AFP reported that the authorities had slated the neighborhood surrounding Ai’s studio for redevelopment. In an interview they conducted with the artist’s assistant, Gan Rang, he mentioned that the team was still in the process of moving out artworks when construction workers began the demolition. “Around the back of the building, lay a cemetery-like collection of different parts from Ai’s various works,” he told AFP, “a ghostly outdoor perspective.”
News of the Week
- Ghanaian artist El Anatsui plans to drape the whole building of the Carnegie Museum of Art with a sculpture composed of thousands of discarded bottle caps strung together with copper wire, according to artnet news. The installation will be a signature part of the 57th Carnegie International (October 13, 2018 – March 25, 2019).
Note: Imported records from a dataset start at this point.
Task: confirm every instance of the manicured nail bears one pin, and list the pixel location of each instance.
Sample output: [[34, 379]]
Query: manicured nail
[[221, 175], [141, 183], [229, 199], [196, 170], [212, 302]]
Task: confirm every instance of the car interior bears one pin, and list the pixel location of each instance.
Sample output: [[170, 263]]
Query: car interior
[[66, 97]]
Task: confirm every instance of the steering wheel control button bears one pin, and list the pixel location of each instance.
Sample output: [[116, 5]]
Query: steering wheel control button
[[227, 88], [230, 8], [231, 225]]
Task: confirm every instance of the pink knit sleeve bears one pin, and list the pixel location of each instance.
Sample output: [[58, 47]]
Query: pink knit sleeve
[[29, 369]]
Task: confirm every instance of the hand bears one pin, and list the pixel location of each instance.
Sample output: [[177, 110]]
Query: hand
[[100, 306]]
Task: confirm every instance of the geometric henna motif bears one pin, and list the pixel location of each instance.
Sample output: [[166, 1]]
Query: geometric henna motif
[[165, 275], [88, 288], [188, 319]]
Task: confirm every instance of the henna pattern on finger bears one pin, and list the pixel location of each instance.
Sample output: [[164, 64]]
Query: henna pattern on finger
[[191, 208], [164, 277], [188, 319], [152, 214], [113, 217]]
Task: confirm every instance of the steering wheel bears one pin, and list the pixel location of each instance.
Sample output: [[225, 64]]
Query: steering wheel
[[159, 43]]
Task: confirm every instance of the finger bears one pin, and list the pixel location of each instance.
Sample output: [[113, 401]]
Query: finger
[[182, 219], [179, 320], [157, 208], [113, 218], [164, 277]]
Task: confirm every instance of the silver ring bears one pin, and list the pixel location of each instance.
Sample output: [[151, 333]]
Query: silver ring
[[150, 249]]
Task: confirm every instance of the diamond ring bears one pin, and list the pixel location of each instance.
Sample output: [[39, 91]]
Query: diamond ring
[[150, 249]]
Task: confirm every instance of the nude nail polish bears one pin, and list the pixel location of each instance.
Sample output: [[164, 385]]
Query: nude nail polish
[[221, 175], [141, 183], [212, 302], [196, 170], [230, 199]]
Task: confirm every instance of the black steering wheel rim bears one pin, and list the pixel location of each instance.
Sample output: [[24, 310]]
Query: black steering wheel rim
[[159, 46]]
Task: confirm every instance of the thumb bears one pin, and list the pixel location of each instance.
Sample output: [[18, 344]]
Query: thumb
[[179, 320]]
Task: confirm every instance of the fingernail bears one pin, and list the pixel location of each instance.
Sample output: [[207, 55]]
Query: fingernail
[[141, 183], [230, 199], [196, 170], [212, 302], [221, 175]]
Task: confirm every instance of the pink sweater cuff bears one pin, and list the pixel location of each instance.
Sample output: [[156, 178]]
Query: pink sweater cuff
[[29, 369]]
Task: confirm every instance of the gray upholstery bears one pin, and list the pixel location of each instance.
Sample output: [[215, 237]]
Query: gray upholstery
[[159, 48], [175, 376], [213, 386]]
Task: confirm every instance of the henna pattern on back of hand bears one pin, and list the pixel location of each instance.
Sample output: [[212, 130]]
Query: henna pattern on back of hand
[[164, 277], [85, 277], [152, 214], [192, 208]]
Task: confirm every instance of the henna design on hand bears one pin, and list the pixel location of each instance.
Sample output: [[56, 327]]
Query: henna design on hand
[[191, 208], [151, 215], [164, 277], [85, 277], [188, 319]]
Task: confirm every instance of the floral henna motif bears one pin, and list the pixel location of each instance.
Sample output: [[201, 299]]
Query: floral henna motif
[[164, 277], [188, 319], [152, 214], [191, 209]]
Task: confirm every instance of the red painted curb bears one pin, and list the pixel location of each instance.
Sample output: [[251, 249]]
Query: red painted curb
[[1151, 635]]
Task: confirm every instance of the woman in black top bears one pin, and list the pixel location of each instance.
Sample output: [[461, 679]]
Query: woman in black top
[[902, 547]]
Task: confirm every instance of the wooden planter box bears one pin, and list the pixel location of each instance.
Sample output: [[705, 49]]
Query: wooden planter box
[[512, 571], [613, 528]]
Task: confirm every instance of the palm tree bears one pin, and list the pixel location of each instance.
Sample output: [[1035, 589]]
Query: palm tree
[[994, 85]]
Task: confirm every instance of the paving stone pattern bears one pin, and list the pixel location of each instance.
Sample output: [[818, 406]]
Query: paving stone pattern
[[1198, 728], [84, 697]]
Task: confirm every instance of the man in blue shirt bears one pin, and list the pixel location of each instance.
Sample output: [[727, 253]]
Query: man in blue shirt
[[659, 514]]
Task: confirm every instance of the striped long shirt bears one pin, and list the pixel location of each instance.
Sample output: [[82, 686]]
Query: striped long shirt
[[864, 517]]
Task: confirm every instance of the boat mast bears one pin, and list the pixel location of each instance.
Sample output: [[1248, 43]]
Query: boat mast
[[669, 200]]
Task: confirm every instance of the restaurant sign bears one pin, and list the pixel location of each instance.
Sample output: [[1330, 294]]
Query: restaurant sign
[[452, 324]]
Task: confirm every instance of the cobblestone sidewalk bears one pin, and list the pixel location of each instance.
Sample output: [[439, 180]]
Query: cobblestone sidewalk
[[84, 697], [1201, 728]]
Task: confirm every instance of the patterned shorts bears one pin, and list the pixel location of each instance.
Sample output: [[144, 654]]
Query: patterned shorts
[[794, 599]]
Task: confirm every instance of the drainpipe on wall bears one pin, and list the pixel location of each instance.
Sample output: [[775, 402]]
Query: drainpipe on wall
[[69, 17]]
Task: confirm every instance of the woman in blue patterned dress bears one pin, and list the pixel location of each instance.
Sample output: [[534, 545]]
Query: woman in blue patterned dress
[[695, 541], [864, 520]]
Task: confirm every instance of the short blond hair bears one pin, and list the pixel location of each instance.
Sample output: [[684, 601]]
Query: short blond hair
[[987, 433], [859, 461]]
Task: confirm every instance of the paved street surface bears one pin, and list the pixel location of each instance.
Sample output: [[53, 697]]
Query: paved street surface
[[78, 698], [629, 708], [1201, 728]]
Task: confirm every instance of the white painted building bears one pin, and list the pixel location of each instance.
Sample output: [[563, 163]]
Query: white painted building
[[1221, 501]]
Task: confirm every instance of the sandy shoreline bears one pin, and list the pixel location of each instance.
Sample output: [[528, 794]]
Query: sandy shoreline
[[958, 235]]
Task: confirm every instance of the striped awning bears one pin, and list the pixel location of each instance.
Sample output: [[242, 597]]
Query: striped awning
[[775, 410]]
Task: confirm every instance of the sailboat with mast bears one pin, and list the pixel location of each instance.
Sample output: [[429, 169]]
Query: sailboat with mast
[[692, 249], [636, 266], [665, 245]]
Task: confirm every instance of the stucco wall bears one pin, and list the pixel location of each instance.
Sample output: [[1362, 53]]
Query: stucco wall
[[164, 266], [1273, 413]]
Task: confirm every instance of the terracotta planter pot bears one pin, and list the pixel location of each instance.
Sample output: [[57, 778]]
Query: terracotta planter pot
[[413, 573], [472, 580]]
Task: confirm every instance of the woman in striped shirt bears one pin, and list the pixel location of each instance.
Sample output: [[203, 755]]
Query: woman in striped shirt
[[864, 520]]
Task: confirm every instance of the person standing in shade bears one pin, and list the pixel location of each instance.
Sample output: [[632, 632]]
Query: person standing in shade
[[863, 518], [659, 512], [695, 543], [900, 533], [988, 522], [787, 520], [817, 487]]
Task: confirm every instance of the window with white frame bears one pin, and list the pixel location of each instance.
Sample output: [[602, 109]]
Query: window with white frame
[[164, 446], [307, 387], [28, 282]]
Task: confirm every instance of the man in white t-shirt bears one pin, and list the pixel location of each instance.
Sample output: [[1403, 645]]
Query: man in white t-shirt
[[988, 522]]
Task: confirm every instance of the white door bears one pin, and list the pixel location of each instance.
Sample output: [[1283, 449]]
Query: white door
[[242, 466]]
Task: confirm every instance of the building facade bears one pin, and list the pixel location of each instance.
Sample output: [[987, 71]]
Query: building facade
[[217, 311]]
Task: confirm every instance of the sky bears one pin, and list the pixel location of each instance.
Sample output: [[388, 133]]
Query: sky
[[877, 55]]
- Next week is the last chance to see Ursula von Rydingsvard: The Contour of Feeling at the Fabric Workshop and Museum in Philadelphia. The exhibition closes next Sunday, August 26.
- From August 10-16, the Brooklyn Academy of Music will be presenting a film series called “Women at Work: Radical Creativity”, featuring films by Ana Mendienta, Deniz Gamze Erguven, and Shirin Neshat, among others.
- A new exhibition at the Nevada Museum of Art entitled Manet to Maya Lin presents artworks by artists such as Vincent van Gogh and Mark Rothko, among others—all drawn from the museum’s permanent collection. It will be on view through September 2.
- In a relevant and timely article for Hyperallergic titled “Acknowledging the Intellectual Labor of Curators in a Museum”, Philadelphia Museum of Art curator Michelle Millar Fisher discussed the lack of recognition for lower-level curators by both museums and the press. Underlining the collaborative nature of curatorial work, she writes: “Apart from offering readers and visitors context at the micro level of their own consumption, correct attribution of authorship is also a matter of the larger historical record. Knowing who has created work (and, indeed, indicating to outside audiences who don’t know that intellectual labor in the museum is usually a team effort) is critical to an understanding of how history and culture is produced.”
The Artist Speaks
Los Angeles-based artist Diana Thater was selected by ICA Boston chief curator Eva Raspini to inaugurate the museum’s new space. She transformed the building with Delphine (1999), an installation that explores the fragility of nature by showing humans interacting with dolphins. In a recent interview with artnet news, she spoke about the project and the difficulties of working with a space still in construction:
“I went through four iterations of the exhibition in order to get it exactly right and to deal with the changing architectural plan for space. Every time a new change came to the building, we had to make changes to our design,” she said. “Those were all produced as 3D computer animations. So the only thing I’d seen, until the recent visit for the opening, was my own animations.”